Os dados mostram que a proporção entre homens e mulheres segue a tendência nacional, com menos homens do que mulheres no conjunto da população. Em recortes específicos, como entre idosos, essa diferença se torna ainda mais evidente: em São Paulo, há entre 76 a 77 homens para cada 100 mulheres com mais de 60 anos. Esse cenário acompanha o padrão observado em todo o país, onde a população feminina já supera a masculina em milhões de pessoas.
Diferença que aumenta com o tempo
Especialistas apontam que o fenômeno está diretamente ligado à maior mortalidade masculina ao longo da vida. Embora nasçam mais homens do que mulheres, eles também morrem mais cedo, especialmente por causas externas como violência urbana e acidentes. Além disso, fatores comportamentais, como menor procura por serviços de saúde, contribuem para reduzir a expectativa de vida masculina.

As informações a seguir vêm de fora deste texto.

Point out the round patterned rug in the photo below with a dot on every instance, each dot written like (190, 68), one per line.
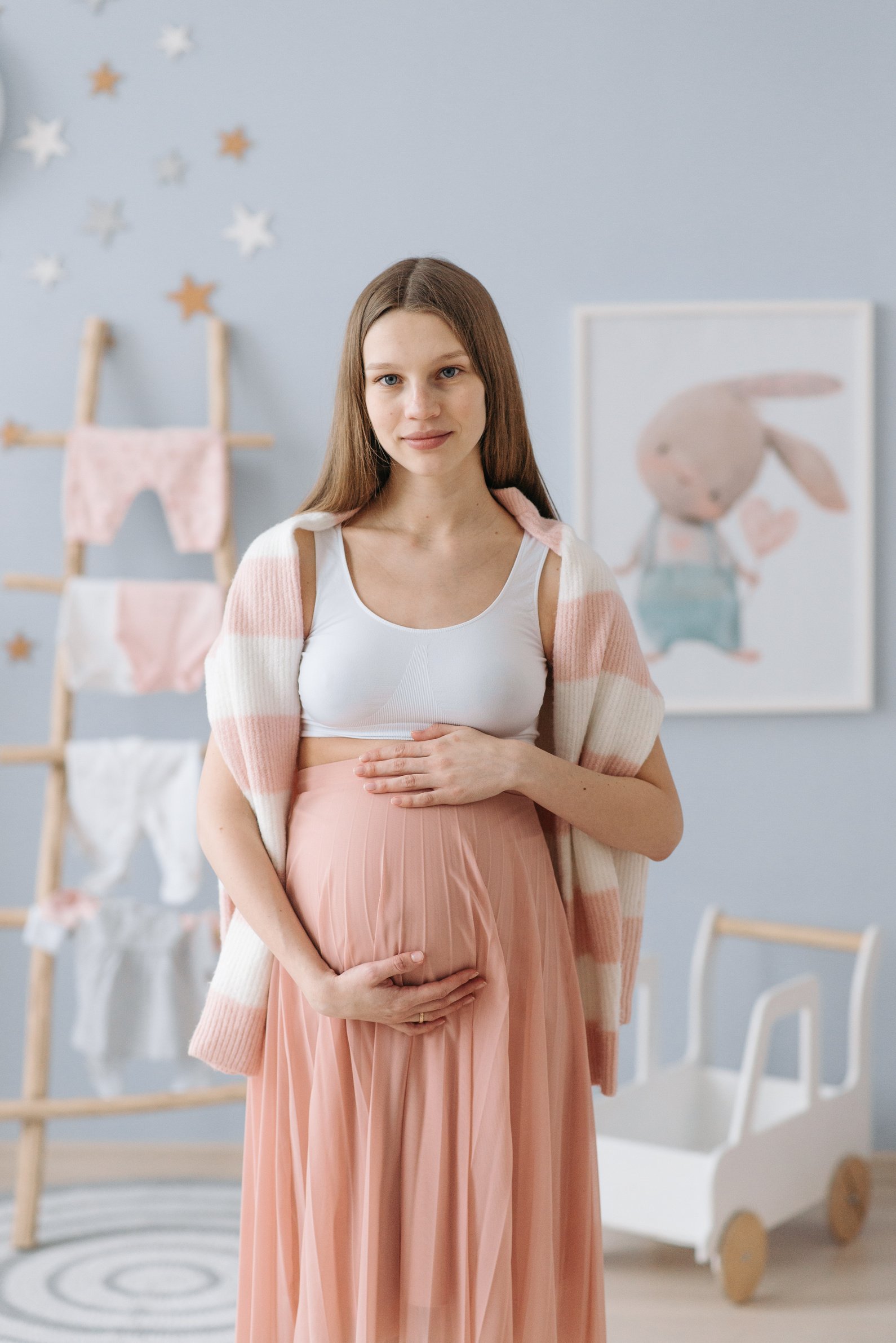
(153, 1261)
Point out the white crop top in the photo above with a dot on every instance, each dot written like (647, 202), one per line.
(361, 676)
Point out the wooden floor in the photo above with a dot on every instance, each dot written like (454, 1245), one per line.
(813, 1291)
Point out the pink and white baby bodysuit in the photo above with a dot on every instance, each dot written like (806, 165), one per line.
(137, 635)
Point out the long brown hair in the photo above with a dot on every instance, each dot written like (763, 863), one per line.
(354, 465)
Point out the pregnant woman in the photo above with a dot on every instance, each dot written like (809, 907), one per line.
(420, 1159)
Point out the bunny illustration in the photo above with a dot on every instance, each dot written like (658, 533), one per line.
(698, 457)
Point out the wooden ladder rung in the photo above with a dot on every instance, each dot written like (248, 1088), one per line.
(39, 754)
(77, 1107)
(33, 583)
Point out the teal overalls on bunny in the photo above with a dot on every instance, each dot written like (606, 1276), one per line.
(689, 600)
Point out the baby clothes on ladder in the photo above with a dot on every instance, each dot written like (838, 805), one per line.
(136, 635)
(141, 974)
(107, 468)
(120, 788)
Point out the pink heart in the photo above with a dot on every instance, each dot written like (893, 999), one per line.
(764, 528)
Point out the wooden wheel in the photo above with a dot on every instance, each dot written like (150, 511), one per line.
(742, 1256)
(848, 1198)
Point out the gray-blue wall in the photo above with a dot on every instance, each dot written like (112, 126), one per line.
(564, 152)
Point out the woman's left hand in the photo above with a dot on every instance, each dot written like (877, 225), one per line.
(442, 765)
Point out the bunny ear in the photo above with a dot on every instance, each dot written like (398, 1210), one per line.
(785, 385)
(809, 466)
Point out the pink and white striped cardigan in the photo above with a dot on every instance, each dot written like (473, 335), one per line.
(602, 712)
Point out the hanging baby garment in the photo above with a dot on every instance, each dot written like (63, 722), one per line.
(107, 468)
(120, 788)
(137, 635)
(141, 974)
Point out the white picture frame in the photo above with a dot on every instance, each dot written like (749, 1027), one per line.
(789, 624)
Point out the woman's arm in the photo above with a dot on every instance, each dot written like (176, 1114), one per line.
(230, 838)
(641, 814)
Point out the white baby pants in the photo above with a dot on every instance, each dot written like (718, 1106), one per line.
(141, 975)
(120, 788)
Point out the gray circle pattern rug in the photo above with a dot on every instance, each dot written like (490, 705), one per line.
(150, 1261)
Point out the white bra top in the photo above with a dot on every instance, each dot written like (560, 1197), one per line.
(361, 676)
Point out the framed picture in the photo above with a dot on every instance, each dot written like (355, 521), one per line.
(725, 472)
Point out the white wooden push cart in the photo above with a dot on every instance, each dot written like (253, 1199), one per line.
(714, 1158)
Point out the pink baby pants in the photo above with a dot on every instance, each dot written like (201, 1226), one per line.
(107, 468)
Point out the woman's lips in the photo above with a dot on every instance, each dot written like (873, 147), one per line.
(428, 440)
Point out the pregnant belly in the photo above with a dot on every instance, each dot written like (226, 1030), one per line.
(369, 879)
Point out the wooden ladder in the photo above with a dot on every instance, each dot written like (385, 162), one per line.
(36, 1107)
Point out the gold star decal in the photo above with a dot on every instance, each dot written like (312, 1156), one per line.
(192, 297)
(234, 143)
(104, 78)
(12, 433)
(19, 649)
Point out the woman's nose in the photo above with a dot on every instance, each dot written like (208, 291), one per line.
(420, 402)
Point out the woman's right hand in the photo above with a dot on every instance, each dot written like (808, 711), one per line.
(368, 993)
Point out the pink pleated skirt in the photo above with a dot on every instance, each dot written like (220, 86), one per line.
(439, 1189)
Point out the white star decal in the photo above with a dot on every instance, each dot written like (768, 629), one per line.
(171, 168)
(175, 42)
(105, 220)
(46, 270)
(250, 230)
(43, 140)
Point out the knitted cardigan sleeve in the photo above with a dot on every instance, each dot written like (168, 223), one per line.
(251, 691)
(607, 718)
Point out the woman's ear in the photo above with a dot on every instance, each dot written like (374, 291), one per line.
(808, 465)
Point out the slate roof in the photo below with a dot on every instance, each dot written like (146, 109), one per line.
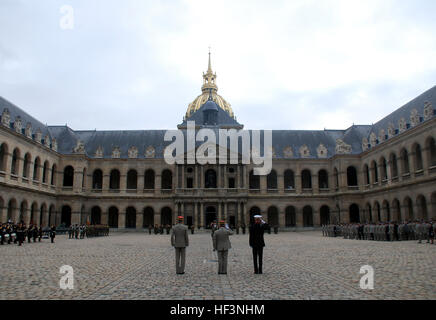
(68, 138)
(404, 111)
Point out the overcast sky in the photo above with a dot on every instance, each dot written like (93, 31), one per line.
(281, 64)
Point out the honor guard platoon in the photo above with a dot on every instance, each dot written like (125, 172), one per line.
(419, 230)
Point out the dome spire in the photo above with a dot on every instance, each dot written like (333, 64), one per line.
(209, 78)
(209, 69)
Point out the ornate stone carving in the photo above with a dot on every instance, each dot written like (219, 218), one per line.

Com isso, a presença feminina se torna predominante nas faixas etárias mais avançadas, alterando a dinâmica social e econômica. O dado tem impacto direto em políticas públicas, desde o planejamento da saúde até a previdência e o mercado de trabalho, além de influenciar aspectos culturais e até relações afetivas. Em São Paulo, maior estado do país, essa realidade se manifesta de forma ainda mais clara, consolidando uma tendência que deve se intensificar nos próximos anos.